What are some practical techniques to optimize slow Python code?

Detailed Answer

1. Fix algorithmic complexity before anything else

# O(n^2) -- checking membership in a list, inside a loop over another list
duplicates = [x for x in list_a if x in list_b]        # list_b scanned linearly, every time

# O(n) -- convert to a set once, then O(1) average membership checks
set_b = set(list_b)
duplicates = [x for x in list_a if x in set_b]

No amount of micro-optimizing the O(n²) version beats simply removing the quadratic behavior — this single change (converting a repeatedly-scanned list into a set) is often the highest-leverage optimization available in real code.

2. Prefer built-ins and comprehensions over manual Python loops

# Slower -- Python-level loop overhead on every iteration
total = 0
for x in numbers:
    total += x * x

# Faster -- sum()/comprehension push the loop into C
total = sum(x * x for x in numbers)

Built-in functions (sum, map, sorted, any, all) and comprehensions are implemented in C and avoid the per-iteration overhead of the Python bytecode interpreter loop — a consistent, easy win whenever applicable.

3. Cache expensive, pure computations

from functools import lru_cache

@lru_cache(maxsize=None)
def expensive_pure_function(n):
    ...

Memoization turns repeated calls with the same arguments from full recomputation into O(1) lookups — a large win whenever a pure function is called repeatedly with overlapping arguments (see the lru_cache question for caveats).

4. Push numeric/hot loops into vectorized or compiled code

# Pure Python loop -- slow for large arrays
result = [x * 2 + 1 for x in large_list]

# NumPy -- the actual loop runs in C, operating on contiguous memory
import numpy as np
arr = np.array(large_list)
result = arr * 2 + 1

For numeric workloads, NumPy's vectorized operations (and, for more custom logic, Cython or a Rust extension via PyO3) can be one to two orders of magnitude faster than an equivalent pure-Python loop, since they avoid both the per-element interpreter overhead and (for NumPy) operate on tightly-packed memory instead of a list of individually boxed Python objects.

5. Avoid unnecessary object creation in hot paths

# Builds an intermediate list just to throw it away
if [x for x in items if x.active]:   # wasteful -- builds the whole list just to check truthiness
    ...

# any() short-circuits on the first match -- no full list built
if any(x.active for x in items):
    ...

Small allocation-avoidance changes (generator expressions over list comprehensions when the full list isn't needed, str.join() over repeated += string concatenation in a loop) add up in hot code paths.

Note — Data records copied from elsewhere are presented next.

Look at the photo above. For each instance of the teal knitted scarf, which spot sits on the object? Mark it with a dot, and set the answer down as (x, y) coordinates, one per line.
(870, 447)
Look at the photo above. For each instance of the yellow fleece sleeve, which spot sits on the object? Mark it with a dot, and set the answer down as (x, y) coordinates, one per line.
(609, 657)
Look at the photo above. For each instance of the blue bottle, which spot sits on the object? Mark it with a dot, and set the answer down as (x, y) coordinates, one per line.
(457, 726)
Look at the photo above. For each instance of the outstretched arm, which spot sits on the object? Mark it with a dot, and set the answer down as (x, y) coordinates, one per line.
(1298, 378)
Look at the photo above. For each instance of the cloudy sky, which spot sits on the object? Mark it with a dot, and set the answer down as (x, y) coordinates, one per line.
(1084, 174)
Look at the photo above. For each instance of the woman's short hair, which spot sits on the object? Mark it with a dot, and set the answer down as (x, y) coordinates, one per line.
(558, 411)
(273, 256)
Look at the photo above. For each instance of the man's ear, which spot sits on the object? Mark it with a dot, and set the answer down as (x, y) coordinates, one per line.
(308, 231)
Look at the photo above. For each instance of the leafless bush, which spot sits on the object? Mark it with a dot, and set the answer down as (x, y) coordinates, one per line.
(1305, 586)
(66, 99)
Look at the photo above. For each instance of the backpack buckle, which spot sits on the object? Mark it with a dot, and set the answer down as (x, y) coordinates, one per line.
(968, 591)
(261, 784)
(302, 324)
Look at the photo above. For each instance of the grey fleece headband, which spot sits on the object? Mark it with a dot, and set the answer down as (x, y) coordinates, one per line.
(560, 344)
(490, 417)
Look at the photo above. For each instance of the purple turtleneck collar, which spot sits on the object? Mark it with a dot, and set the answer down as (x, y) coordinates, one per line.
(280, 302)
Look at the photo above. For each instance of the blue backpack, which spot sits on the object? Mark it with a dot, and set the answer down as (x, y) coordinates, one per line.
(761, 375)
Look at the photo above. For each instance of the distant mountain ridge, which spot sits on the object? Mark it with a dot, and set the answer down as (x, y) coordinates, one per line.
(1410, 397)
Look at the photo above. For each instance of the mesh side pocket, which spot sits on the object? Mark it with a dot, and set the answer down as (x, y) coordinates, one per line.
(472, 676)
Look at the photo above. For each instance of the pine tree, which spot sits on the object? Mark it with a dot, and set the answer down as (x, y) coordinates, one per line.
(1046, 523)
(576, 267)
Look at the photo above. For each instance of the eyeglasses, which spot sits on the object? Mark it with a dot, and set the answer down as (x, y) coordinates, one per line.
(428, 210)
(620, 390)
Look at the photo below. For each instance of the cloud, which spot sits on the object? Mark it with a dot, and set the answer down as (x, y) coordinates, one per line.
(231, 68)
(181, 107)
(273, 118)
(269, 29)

6. Always profile before and after

Every technique above should be validated against a cProfile/timeit measurement of the actual bottleneck — optimizing code that isn't on the hot path adds complexity and risk for no measurable benefit.

Interview-ready summary: Algorithmic complexity dominates all other optimizations — fix O(n²) patterns first. After that, prefer built-ins/ vectorized operations over manual Python loops, cache pure expensive computations, and avoid unnecessary intermediate allocations — but always let profiling data, not intuition, decide where to spend optimization effort.